Greatly appreciate the response.

I started there but after OOM errors I started to work on the settings for my 
test lab. After minimal success thought to ask if there was something more 
in-depth for tuning with other Kylin users found successful.


Right now I've gone to very basic configuration with dynamic allocation and see 
if I can avoid the late-stage OOM errors.


J


On Mon, Dec 17, 2018 at 7:44 PM JiaTao Tao <[email protected]> wrote:

Hope this may help: http://kylin.apache.org/docs/tutorial/cube_spark.html


Jon Shoberg <[email protected]> ??2018??12??18?????? ????2:34??????

Is there a good/favorite article for tuning spark settings within Kylin?
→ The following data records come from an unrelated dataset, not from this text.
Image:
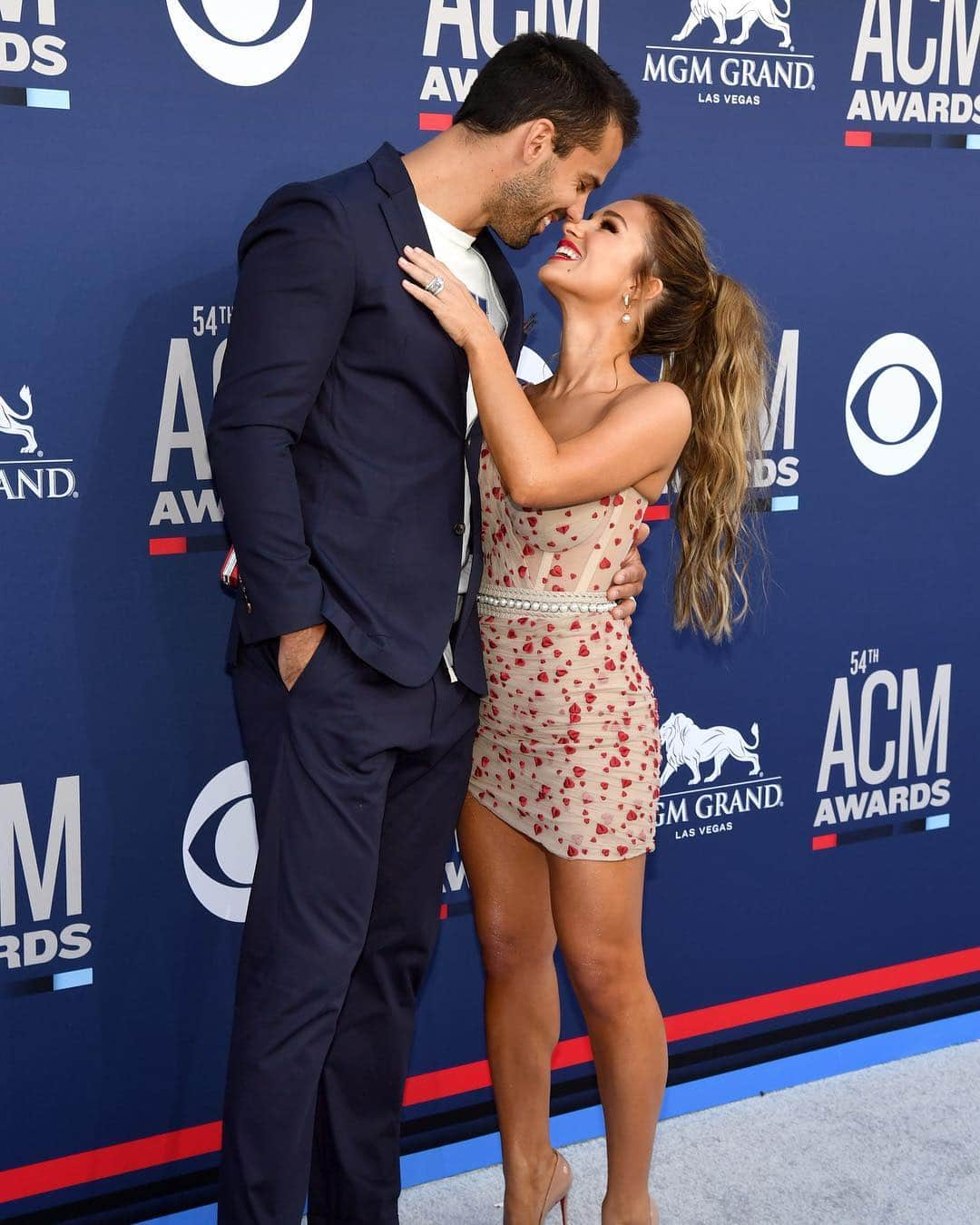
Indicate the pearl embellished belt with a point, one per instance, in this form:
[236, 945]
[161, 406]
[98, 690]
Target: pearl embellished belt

I finally have Spark (2.1.3 as distributed with Kylin 2.5.2) running on my 
systems.


My small data set (35M records) runs well the default settings.


My medium data set (4B records, 40GB compressed source file, 5 measures, 6 
dimensions with low carnality) often dies at Step 3 (Extract Fact Table 
Distinct Columns) with out of memory errors.


After using exceptionally large memory settings the job completed but I'm 
trying to see if there is an optimization possible.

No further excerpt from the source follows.